No, it hasn't. Archeology points towards there being ups and downs. Things like modern medicine insulate us from disasters like the plague, other pandemics and the massive, relative attrition rate from warfare. Empires rose and fell. There has not been linear, upwards progression through the years - disease, natural disasters and war have brought humanity low, time and time again. These things are cyclical.
And disribution of these medicines and refrigeration, pesticides, fertalizers (along with their manufacture) requires energy.
The graph you yourself provided shows an increase in our population way after peak oil was meant to have run out - but of course that hasn't occurred to you.

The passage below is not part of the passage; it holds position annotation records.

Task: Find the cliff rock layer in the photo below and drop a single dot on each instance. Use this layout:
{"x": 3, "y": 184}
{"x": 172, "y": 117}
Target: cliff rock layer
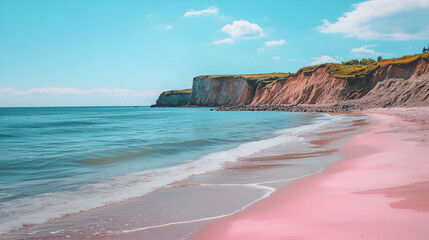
{"x": 392, "y": 82}
{"x": 173, "y": 98}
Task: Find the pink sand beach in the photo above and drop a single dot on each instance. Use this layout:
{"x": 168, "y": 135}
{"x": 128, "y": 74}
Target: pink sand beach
{"x": 381, "y": 191}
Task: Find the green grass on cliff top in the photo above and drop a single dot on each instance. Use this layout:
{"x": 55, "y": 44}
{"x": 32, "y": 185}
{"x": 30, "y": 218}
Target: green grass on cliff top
{"x": 183, "y": 91}
{"x": 264, "y": 79}
{"x": 335, "y": 69}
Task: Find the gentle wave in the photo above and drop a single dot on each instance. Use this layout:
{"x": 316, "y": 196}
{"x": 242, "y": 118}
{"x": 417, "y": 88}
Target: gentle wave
{"x": 41, "y": 208}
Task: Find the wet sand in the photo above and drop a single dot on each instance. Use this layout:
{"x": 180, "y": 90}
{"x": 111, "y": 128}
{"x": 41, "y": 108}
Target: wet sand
{"x": 381, "y": 191}
{"x": 178, "y": 210}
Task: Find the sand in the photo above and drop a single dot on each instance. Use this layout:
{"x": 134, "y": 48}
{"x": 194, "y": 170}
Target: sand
{"x": 381, "y": 191}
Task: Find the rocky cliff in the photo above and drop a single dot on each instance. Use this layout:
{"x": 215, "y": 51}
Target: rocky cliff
{"x": 392, "y": 82}
{"x": 173, "y": 98}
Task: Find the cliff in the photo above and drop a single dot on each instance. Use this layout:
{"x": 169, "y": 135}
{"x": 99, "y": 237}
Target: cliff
{"x": 173, "y": 98}
{"x": 392, "y": 82}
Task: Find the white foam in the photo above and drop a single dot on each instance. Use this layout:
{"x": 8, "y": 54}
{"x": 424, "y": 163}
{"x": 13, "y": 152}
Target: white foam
{"x": 41, "y": 208}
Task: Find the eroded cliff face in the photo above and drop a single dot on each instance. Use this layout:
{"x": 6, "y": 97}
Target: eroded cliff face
{"x": 219, "y": 91}
{"x": 172, "y": 99}
{"x": 394, "y": 86}
{"x": 319, "y": 87}
{"x": 398, "y": 84}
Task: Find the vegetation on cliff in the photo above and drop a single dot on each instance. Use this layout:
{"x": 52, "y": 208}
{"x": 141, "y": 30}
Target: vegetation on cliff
{"x": 359, "y": 70}
{"x": 262, "y": 79}
{"x": 183, "y": 91}
{"x": 353, "y": 69}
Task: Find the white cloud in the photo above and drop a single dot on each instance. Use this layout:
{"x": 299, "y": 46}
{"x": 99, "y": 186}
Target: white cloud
{"x": 111, "y": 92}
{"x": 243, "y": 29}
{"x": 383, "y": 20}
{"x": 209, "y": 11}
{"x": 275, "y": 43}
{"x": 226, "y": 40}
{"x": 324, "y": 59}
{"x": 366, "y": 51}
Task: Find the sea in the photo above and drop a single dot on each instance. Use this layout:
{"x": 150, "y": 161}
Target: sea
{"x": 59, "y": 162}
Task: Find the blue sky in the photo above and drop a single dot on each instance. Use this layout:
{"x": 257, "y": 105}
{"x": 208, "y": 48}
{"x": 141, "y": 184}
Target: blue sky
{"x": 124, "y": 52}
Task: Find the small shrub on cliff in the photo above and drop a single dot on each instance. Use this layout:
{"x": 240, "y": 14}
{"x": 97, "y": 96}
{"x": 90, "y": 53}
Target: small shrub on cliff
{"x": 352, "y": 62}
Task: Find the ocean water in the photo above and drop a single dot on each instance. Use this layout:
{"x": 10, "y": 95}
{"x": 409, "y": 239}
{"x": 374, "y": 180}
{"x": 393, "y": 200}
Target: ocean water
{"x": 60, "y": 161}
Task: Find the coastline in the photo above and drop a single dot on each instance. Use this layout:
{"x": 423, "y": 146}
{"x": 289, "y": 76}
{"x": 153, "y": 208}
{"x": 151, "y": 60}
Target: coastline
{"x": 180, "y": 208}
{"x": 349, "y": 200}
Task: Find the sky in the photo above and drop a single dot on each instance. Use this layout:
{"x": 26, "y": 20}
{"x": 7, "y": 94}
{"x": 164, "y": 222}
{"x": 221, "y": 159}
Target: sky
{"x": 125, "y": 52}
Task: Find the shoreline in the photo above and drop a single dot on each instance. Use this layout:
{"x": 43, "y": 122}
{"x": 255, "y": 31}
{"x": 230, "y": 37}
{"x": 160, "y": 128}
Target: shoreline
{"x": 349, "y": 200}
{"x": 239, "y": 183}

Peak oil represents the peak in terms of EROEI, not when supply will run out. And the economies of the west are staked, all in as regards gasoline. Hence the resource wars in the Middle East. Population increase rates will slow at first (net population increasing but not as quickly), but there will be a tipping point where food becomes cost prohibitive for first the poor, then others further up the socioeconomic food chain.
The thread is about increasing GDP not about Energy Ratios
Yes. And the two things are intricately linked. The modern economy is backed by oil. In the past was gold, or other precious materials - labour, gems, water, food, etc..
Oil-Dollars are what underwrites currency trading. That Spiegel gif of the global financial markets shows the hugely inflated speculation on currency derivatives.
When you talk about modern economics without addressing the currency value underwriting that supports the whole house of cards, you are not discussing reality.
Now, for the sake of argument: Oil is infinate and renewable - then the economy will continue to ebb and flow, but follow a general upward trend. other limiting factors will eventually slow and halt growth.
But if it is not, then what will replace the Oil-Standard? The economy will not continue to grow if confidence on its supply and availability reduces.
Indefinite growth is a physical fallacy - we are limited by the confines of the sand box in which we play.
Until we invent magic free energy beans, then we are discussing when, not if, growth will stop.